Cebolla y ajo: Alimentos indispensables en cualquier cocina, aunque para nuestras mascotas resultan muy dañinos por sus agentes oxidantes, ya que dañan sus glóbulos rojos y pueden causarles anemia.

Huevo crudo: Contiene una proteína que impide el uso de las vitaminas del complejo B, causando dermatitis, caída del pelo y problemas nerviosos.

Leche o cualquier producto lácteo: La mayoría de gatos adultos son intolerantes a la lactosa, por lo que podría causar vómito y diarrea a tu mascota. Se recomienda que sólo beban leche materna siendo cachorros.

Pescado crudo y carnes crudas: (Si, también el sushi), pueden contener bacterias que les causa intoxicaciòn alimentaria; además, una enzima que contiene el pescado crudo destruye la tiamina.
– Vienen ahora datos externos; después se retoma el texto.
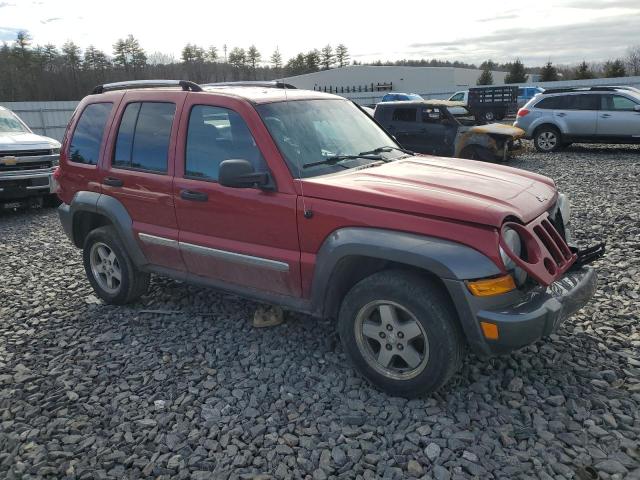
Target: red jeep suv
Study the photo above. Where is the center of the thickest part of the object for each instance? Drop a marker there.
(300, 199)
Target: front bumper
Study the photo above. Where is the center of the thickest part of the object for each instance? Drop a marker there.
(27, 183)
(522, 318)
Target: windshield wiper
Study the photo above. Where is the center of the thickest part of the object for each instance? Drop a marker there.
(339, 158)
(387, 148)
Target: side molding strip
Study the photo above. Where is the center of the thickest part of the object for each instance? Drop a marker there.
(162, 241)
(213, 252)
(236, 257)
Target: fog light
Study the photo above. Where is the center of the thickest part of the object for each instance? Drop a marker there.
(491, 286)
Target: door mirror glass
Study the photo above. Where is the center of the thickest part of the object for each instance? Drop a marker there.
(241, 174)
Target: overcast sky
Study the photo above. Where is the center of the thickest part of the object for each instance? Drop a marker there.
(535, 31)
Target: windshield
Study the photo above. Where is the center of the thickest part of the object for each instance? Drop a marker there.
(310, 131)
(9, 123)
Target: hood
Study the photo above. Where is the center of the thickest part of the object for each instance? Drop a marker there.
(452, 188)
(25, 140)
(498, 129)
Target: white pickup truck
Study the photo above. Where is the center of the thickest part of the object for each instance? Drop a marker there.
(27, 164)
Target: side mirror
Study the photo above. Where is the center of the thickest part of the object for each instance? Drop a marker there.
(240, 174)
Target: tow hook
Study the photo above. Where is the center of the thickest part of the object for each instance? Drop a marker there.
(587, 255)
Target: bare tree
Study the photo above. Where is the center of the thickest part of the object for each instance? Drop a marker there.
(633, 60)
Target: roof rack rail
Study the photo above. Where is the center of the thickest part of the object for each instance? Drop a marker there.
(596, 88)
(252, 83)
(186, 85)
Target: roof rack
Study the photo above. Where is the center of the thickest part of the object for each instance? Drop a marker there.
(581, 89)
(185, 84)
(255, 83)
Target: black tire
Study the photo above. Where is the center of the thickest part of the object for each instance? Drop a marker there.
(415, 298)
(52, 201)
(132, 284)
(547, 139)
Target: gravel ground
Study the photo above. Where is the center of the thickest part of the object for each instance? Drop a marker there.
(94, 391)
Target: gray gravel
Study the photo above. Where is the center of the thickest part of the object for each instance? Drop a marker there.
(92, 391)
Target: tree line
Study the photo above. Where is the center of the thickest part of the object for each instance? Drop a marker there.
(629, 65)
(48, 72)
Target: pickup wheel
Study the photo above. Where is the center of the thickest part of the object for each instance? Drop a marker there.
(109, 268)
(401, 333)
(547, 139)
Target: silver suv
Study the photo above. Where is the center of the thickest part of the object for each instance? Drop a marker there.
(558, 117)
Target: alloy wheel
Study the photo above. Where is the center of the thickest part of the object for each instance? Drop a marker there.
(547, 140)
(391, 339)
(105, 267)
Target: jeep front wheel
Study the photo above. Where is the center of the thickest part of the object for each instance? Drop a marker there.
(110, 270)
(400, 332)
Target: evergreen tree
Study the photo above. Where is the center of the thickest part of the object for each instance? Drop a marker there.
(253, 58)
(312, 61)
(583, 72)
(238, 57)
(212, 54)
(615, 68)
(342, 55)
(327, 58)
(548, 73)
(517, 73)
(486, 77)
(71, 56)
(276, 59)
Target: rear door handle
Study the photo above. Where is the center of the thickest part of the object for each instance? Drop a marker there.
(194, 196)
(112, 182)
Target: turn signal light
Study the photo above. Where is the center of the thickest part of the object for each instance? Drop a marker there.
(490, 330)
(492, 286)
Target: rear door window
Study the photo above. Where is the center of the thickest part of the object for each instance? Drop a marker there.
(216, 134)
(583, 102)
(552, 103)
(144, 135)
(87, 137)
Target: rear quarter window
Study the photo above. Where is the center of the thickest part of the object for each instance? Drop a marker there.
(87, 136)
(550, 103)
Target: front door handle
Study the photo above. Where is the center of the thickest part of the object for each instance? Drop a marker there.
(112, 182)
(194, 196)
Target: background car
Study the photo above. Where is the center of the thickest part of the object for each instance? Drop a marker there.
(527, 93)
(429, 127)
(558, 117)
(27, 164)
(397, 97)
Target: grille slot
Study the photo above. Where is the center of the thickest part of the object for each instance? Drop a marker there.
(25, 166)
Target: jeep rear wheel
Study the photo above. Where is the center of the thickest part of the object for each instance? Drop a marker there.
(547, 139)
(110, 270)
(400, 332)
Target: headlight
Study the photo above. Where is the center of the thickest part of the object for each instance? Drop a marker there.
(512, 240)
La falta de tiamina puede causar problemas neurológicos graves y conducir a convulsiones, e incluso al coma.

Hígado de res y pollo: Tóxicos por la vitamina A.

Uvas y pasas: Pueden ocasionarles insuficiencia renal aguda.

Huesos: Un gato se puede llegar a asfixiar con un hueso; por otra parte, los huesos pueden astillarse y bloquear el tracto intestinal, causando incluso la perforación de los intestinos.

Aguacate: El aguacate puede ocasionar acumulación de líquido alrededor de los tejidos del corazón y ser mortal, así como también diarrea, vómitos, dificultad respiratoria, entre otros problemas que pongan en riesgo su vida.

Nueces: Las nueces contienen una toxina que puede afectar al sistema digestivo y nervioso del gato.

Ahora ya sabes, lo que parece delicioso e indispensable para ti, puede resultar dañino y muy peligroso para tu animal de compañía.